When you're best-selling author Stephen King, and there have been dozens of film and television adaptations of your work, there are bound to be hits and some serious misses too. This includes brilliant successes like "Misery" and "Carrie," as well as misfires such as "Maximum Overdrive," which King himself directed.

Ultimately, the best King films are those where the premise lends itself well to a movie. "The Dead Zone" works not just because of the care David Cronenberg took in adapting the novel, but also because the plot, which involves a psychic whose touch lets him see into the future, can always be compelling. But when King's very specific tone and prose, especially as a writer of New England lingo, gets translated awkwardly, the result can seem downright ridiculous.

This film version of a 2001 King novel especially didn't connect with audiences, and the summary when read out loud seems like a terrible choice to approach as dramatic material.

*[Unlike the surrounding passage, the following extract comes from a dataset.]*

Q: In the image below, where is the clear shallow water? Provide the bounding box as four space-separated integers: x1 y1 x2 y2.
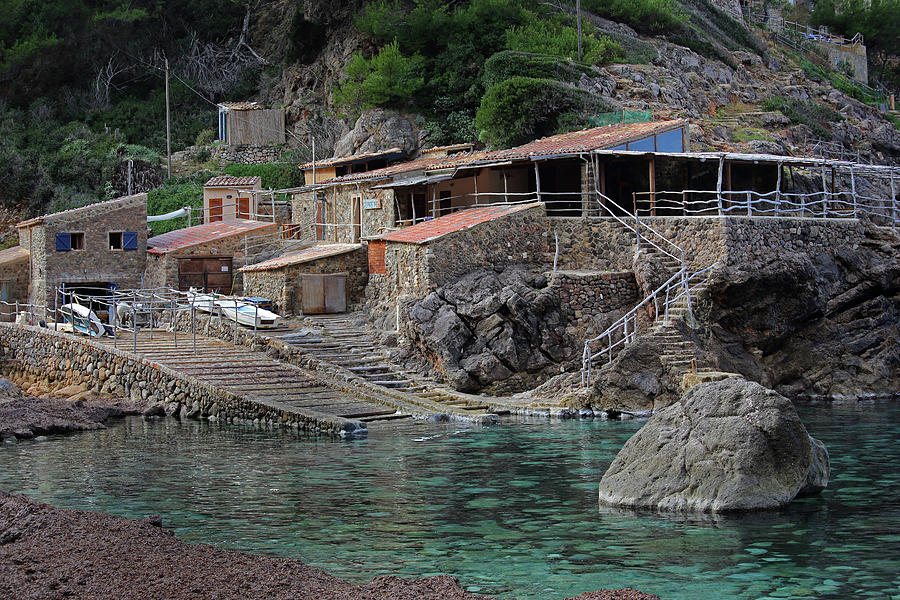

Here's more about the 2003 horror film that accidentally sparked laughs instead of scares with audiences.

Dreamcatcher was a flop with critics and viewers alike

Like the novel, the film "Dreamcatcher", directed by Lawrence Kasdan, tells the story of four childhood friends gifted with telepathic abilities who have to deal with an invasion of parasitic aliens. It sounds simple enough at first glance.

But the aliens bring in a rather scatological plot point: when they emerge from the humans, they're excreted out, meaning that at one point, a three-foot monster actually appears in the toilet. It's just too silly a plot point for a movie with a high body count that's trying to keep things scary and tense.

Critics rather understandably couldn't take the movie seriously, as it currently has a 28% Tomatometer and 35% audience score on Rotten Tomatoes. It also ended up being a flop with audiences, as noted in the film's Box Office Mojo page. That may not be the fault of the filmmakers either: in a 2014 interview, King acknowledged that the "Dreamcatcher" novel itself wasn't very good, as it was the first book he'd taken on after being hit by a car. Luckily, he's written plenty of good ones in the years since.